Workspace Dependencies
All shared dependency versions are declared in the workspace root Cargo.toml under [workspace.dependencies]:
[workspace.dependencies]
uuid = { version = "1", features = ["v4"] }
thiserror = "2"
rand = { version = "0.8", features = ["small_rng"] }
rayon = "1"
criterion = { version = "0.5", features = ["html_reports"] }
Individual crates reference these with { workspace = true }:
[dependencies]
uuid = { workspace = true }
[dev-dependencies]
criterion = { workspace = true }
Never specify a version directly in a crate's Cargo.toml if the dependency exists in the workspace table. This prevents version skew across crates.
#[repr(C)] Rules
Apply #[repr(C)] to every struct that crosses an FFI boundary, is memory-mapped from disk, or is serialized by reinterpreting raw bytes:
#![allow(unused)] fn main() { #[repr(C)] pub struct TbfHeader { pub magic: u32, pub version_major: u16, pub version_minor: u16, pub segment_id: u64, // ... } }
Use #[repr(C, packed)] only when padding must be eliminated (e.g., wire protocol headers where every byte position is specified). Packed structs require unaligned access, so reads must go through ptr::read_unaligned.

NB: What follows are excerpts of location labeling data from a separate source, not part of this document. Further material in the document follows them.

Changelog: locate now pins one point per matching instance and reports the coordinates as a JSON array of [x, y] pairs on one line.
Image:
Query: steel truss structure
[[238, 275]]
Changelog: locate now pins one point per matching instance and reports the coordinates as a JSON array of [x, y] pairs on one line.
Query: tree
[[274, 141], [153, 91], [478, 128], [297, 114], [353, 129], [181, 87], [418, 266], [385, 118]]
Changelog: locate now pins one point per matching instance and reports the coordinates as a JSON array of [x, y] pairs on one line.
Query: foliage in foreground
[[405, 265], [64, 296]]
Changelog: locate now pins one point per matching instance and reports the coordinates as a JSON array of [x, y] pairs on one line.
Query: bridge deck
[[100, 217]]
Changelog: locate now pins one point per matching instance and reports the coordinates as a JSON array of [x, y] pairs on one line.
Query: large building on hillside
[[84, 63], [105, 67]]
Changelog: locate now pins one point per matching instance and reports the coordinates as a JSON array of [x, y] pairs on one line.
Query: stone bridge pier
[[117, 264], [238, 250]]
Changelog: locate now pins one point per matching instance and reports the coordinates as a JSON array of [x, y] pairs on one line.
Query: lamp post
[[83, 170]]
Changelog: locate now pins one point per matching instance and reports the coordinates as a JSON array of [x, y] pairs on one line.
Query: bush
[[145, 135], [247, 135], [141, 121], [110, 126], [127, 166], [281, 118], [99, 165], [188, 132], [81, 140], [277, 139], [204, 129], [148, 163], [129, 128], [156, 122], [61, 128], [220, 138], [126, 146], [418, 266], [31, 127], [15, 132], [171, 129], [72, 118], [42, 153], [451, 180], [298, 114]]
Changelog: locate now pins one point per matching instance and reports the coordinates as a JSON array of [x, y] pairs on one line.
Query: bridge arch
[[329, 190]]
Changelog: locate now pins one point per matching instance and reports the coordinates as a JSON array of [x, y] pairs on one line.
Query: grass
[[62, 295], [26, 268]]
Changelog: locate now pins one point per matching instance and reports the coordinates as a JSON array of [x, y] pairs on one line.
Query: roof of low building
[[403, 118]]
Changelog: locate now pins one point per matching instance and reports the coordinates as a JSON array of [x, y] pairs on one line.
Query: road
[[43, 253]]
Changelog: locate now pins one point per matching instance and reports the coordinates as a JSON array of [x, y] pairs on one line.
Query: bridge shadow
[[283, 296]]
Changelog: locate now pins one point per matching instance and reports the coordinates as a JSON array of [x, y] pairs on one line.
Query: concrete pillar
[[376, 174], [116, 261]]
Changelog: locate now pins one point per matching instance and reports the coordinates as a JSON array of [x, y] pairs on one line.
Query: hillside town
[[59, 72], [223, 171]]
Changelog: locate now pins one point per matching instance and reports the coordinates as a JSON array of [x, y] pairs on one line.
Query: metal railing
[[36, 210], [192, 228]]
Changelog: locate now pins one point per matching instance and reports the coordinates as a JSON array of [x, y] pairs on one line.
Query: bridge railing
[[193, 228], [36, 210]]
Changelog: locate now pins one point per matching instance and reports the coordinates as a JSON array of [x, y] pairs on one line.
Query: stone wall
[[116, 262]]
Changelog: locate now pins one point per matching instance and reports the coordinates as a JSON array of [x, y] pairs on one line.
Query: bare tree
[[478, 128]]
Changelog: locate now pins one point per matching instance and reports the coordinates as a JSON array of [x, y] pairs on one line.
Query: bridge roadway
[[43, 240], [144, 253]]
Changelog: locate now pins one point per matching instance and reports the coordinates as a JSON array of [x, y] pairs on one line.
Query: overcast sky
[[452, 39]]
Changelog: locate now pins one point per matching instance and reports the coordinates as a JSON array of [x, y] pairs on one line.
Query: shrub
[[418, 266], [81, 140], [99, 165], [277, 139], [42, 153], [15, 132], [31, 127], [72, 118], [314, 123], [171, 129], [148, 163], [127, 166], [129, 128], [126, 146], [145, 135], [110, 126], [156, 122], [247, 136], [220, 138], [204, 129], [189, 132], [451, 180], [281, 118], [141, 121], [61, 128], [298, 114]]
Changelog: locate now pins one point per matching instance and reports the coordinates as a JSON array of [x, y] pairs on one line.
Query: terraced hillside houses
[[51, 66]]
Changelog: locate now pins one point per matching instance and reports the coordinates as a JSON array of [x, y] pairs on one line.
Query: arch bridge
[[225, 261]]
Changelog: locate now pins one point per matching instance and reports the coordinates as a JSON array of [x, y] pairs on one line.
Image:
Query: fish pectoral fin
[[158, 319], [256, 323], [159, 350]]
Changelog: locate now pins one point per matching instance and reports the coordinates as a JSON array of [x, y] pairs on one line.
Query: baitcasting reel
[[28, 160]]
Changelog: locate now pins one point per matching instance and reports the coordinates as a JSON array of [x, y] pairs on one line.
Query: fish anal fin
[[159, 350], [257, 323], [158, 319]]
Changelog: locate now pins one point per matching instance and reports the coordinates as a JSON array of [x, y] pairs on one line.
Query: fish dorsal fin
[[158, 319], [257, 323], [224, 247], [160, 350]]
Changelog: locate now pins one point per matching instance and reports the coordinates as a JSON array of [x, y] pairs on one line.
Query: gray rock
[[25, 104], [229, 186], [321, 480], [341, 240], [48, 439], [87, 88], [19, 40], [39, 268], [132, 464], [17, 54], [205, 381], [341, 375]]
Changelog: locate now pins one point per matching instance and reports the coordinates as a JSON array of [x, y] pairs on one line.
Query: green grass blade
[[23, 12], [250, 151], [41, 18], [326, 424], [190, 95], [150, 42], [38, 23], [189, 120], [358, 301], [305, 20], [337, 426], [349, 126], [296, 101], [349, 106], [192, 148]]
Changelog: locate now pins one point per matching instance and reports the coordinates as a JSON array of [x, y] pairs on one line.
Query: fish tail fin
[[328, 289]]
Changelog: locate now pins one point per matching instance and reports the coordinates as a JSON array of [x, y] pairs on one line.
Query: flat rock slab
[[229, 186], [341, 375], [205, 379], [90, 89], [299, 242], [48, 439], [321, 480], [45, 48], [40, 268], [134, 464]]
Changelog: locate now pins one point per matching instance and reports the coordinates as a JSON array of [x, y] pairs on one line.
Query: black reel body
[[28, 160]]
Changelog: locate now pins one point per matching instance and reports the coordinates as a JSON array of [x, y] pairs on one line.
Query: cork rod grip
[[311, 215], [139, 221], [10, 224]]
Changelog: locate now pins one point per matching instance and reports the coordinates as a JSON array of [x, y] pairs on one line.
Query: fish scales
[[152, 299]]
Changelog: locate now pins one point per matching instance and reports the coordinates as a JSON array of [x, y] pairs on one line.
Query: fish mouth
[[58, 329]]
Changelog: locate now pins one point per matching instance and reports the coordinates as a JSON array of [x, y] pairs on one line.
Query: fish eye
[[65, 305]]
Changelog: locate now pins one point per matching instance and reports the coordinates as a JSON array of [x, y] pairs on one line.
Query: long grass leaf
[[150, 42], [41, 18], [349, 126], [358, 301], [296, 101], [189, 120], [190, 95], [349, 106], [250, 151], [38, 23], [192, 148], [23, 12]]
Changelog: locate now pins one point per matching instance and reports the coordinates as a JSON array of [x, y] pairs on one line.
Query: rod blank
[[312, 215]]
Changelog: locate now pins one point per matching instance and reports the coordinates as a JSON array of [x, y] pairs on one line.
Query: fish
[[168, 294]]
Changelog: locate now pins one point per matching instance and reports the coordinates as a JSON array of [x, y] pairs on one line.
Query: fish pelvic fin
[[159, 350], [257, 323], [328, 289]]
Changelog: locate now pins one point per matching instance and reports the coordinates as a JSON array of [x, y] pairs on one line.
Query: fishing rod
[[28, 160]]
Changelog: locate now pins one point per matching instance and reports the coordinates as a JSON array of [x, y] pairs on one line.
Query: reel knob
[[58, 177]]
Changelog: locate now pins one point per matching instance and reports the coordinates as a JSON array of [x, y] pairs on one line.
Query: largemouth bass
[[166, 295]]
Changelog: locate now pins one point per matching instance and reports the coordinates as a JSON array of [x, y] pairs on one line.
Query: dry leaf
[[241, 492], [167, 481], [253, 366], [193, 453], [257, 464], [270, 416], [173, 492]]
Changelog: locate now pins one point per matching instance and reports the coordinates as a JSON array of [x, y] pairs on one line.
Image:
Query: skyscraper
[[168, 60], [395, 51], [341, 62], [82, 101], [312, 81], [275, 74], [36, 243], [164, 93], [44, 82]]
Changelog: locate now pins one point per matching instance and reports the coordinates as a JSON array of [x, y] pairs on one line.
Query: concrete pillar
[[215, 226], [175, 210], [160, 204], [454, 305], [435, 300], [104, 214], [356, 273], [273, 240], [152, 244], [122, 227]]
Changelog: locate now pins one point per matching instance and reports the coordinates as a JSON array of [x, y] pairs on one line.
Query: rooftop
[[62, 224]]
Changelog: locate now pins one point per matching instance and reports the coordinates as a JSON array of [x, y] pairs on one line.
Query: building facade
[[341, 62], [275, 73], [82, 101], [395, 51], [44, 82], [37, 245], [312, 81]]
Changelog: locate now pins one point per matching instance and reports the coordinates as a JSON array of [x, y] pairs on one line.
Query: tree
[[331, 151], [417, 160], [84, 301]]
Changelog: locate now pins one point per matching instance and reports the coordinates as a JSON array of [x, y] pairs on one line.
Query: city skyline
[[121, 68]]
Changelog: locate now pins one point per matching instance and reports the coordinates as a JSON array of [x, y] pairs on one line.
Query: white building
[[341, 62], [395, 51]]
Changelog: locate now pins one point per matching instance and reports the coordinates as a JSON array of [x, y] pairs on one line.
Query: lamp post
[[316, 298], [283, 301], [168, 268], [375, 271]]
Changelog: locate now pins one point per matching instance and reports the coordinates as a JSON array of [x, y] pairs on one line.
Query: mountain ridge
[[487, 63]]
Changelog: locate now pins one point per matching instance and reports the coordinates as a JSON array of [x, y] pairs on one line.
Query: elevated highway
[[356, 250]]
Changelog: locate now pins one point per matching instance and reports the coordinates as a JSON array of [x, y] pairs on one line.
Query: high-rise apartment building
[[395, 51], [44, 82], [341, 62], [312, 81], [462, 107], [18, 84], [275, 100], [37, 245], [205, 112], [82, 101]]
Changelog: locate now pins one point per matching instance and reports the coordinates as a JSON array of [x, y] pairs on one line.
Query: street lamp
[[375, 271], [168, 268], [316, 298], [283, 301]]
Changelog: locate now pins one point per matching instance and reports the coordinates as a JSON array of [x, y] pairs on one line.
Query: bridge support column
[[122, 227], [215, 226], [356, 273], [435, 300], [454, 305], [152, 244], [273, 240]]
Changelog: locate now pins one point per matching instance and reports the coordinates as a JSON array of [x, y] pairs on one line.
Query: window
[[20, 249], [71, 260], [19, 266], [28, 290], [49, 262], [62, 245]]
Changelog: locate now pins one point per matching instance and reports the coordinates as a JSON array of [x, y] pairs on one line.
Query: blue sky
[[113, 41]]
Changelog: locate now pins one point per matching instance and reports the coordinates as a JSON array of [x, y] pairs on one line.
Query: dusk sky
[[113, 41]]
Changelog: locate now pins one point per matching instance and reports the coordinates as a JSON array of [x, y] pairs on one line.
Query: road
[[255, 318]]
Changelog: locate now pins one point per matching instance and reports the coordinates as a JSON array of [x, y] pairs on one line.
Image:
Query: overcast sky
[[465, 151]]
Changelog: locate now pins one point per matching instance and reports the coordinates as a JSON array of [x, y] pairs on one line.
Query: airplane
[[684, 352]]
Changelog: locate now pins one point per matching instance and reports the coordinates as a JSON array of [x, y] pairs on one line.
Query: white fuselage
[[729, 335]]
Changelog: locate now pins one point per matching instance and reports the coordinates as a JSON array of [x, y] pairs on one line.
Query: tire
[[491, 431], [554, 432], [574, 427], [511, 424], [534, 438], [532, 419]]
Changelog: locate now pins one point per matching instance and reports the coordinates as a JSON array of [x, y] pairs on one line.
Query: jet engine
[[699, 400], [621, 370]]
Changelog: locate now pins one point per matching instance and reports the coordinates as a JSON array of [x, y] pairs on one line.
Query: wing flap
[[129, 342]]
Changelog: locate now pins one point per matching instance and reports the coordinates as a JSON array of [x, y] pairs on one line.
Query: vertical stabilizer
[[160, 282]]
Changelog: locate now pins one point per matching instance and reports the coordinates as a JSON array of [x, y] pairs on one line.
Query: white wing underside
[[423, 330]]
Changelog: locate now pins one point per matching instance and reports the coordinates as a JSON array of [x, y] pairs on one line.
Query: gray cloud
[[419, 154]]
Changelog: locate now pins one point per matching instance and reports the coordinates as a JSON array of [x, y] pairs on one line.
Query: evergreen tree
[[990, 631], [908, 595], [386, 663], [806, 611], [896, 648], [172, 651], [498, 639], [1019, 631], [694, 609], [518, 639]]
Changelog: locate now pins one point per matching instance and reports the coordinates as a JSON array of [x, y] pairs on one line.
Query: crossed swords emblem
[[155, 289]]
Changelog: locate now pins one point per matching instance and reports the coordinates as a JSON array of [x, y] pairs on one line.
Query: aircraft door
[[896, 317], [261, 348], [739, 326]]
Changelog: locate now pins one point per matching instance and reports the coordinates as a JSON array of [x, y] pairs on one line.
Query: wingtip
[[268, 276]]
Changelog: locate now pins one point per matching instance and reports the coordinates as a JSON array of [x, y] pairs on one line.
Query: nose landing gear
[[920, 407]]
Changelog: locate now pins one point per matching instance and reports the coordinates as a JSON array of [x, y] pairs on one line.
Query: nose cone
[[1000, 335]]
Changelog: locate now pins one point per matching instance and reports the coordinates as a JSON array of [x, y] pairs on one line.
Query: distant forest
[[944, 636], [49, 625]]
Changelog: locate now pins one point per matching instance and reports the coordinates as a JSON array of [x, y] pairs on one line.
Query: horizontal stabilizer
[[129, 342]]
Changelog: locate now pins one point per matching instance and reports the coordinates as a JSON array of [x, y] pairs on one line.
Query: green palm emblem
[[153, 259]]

Do not use #[repr(C)] on purely internal structs that never leave Rust's type system. Let the compiler optimize their layout.
Unsafe Code and SAFETY Comments
Every unsafe block requires a // SAFETY: comment on the line immediately above it. The comment must explain the invariant that makes the code sound -- not what the code does, but why it is safe to do it:
#![allow(unused)] fn main() { // SAFETY: `AlignedVec` guarantees 64-byte alignment and `a.len() == b.len()` // is checked by the caller. The pointer arithmetic stays within the allocation. unsafe { let va = _mm256_load_ps(a.as_ptr().add(i)); let vb = _mm256_load_ps(b.as_ptr().add(i)); // ... } }
Bad SAFETY comments (do not do this):
#![allow(unused)] fn main() { // SAFETY: we need to call this intrinsic unsafe { ... } }
If you cannot articulate why an unsafe block is sound, it probably is not.
SIMD Architecture Gating
SIMD code lives in architecture-gated modules:
#![allow(unused)] fn main() { #[cfg(target_arch = "x86_64")] pub mod avx2 { use std::arch::x86_64::*; #[target_feature(enable = "avx2,fma")] pub unsafe fn cosine_similarity(a: &[f32], b: &[f32]) -> f32 { // ... } } #[cfg(target_arch = "aarch64")] pub mod neon { // ... } pub mod scalar { pub fn cosine_similarity(a: &[f32], b: &[f32]) -> f32 { // Always available, always correct } } }
A scalar fallback MUST exist for every SIMD function. The scalar implementation is the correctness reference -- SIMD variants are tested against it.
Use #[target_feature(enable = "avx2,fma")] on SIMD functions. This allows the compiler to emit AVX2+FMA instructions within the function body even when the global target does not include them. The function must be called through a function pointer or via is_x86_feature_detected! guard.
Use _mm256_loadu_ps (unaligned load) by default. Use _mm256_load_ps (aligned load) only when alignment is guaranteed by AlignedVec or TBF segment layout.
Inlining
Apply #[inline] to functions called in hot loops:
- Cosine similarity and other vector operations
- Columnar accessor functions (timestamp lookup, embedding read)
- Hash functions in Bloom filter probes
- CSR row pointer lookups
Do not apply #[inline] to cold paths (error handling, configuration parsing, initialization). Unnecessary inlining increases binary size and instruction cache pressure.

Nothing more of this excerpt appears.